Power Doppler ultrasound and contrast-enhanced ultrasound have been pivotal in assessing the vascular response to anti-vascular therapy in canine cancer patients. The study aimed to evaluate the tumour perfusion following treatment with Combretastatin A4-phosphate (CA4P), an anti-vascular agent known for its efficacy in shutting down blood supply to tumours. The research enrolled eight dogs with spontaneous tumours and treated them with a single dose of intravenous CA4P.
The perfusion of tumours was monitored using power Doppler ultrasound (PDUS) before, during, and after CA4P infusion, while contrast-enhanced ultrasound (CEUS) evaluated central and peripheral perfusion pre-treatment and post-treatment. The study revealed a significant decrease in vascularity index (VI) within 10 minutes of CA4P infusion using PDUS. CEUS parameters also showed a significant decrease in blood velocity and volume in the central aspect of the tumour post-treatment.

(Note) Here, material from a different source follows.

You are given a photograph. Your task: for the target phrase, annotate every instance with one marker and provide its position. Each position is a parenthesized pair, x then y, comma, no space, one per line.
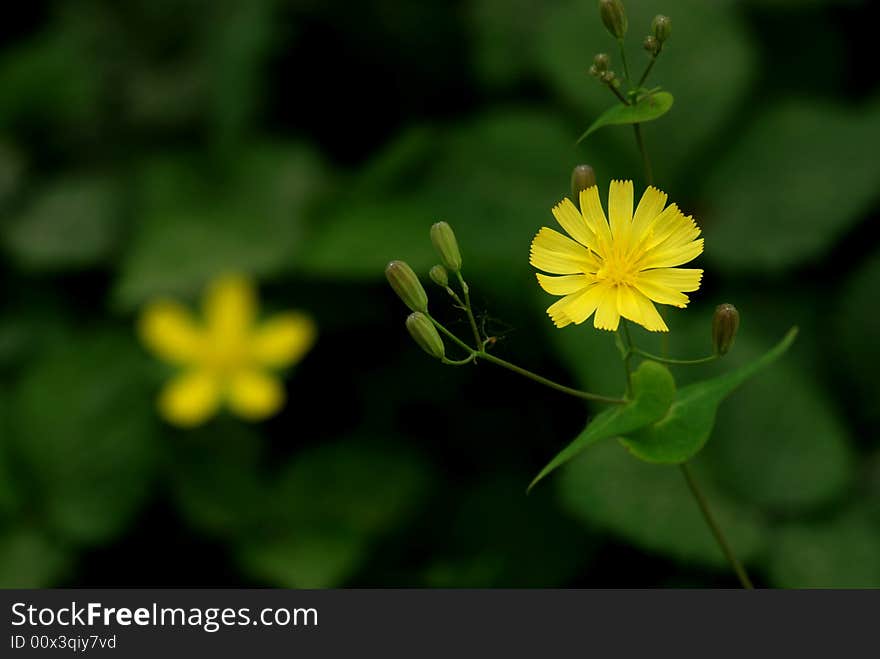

Histological analysis confirmed a reduction in microvessel density (MVD) and an increase in necrotic tumour tissue post-CA4P treatment. The correlation between PDUS results and immunohistochemical MVD evaluations was strong. CEUS findings further supported the efficacy of PDUS in monitoring tumour vascular response. The study highlighted the potential of ultrasound as a non-invasive tool for real-time monitoring of tumour vascular response to anti-vascular therapy, offering insights into early treatment efficacy.
Tumour vasculature plays a crucial role in the growth and spread of tumours, making it a promising target for anti-cancer therapies. CA4P, as a vascular disrupting agent, has shown promising results in preclinical trials. While immunohistochemical evaluation of MVD remains the gold standard for assessing anti-vascular therapy, non-invasive imaging techniques like PDUS and CEUS offer a valuable alternative for serial assessment of tumour perfusion. These modalities provide real-time insights into treatment response, potentially revolutionizing the monitoring of anti-vascular therapies in clinical settings.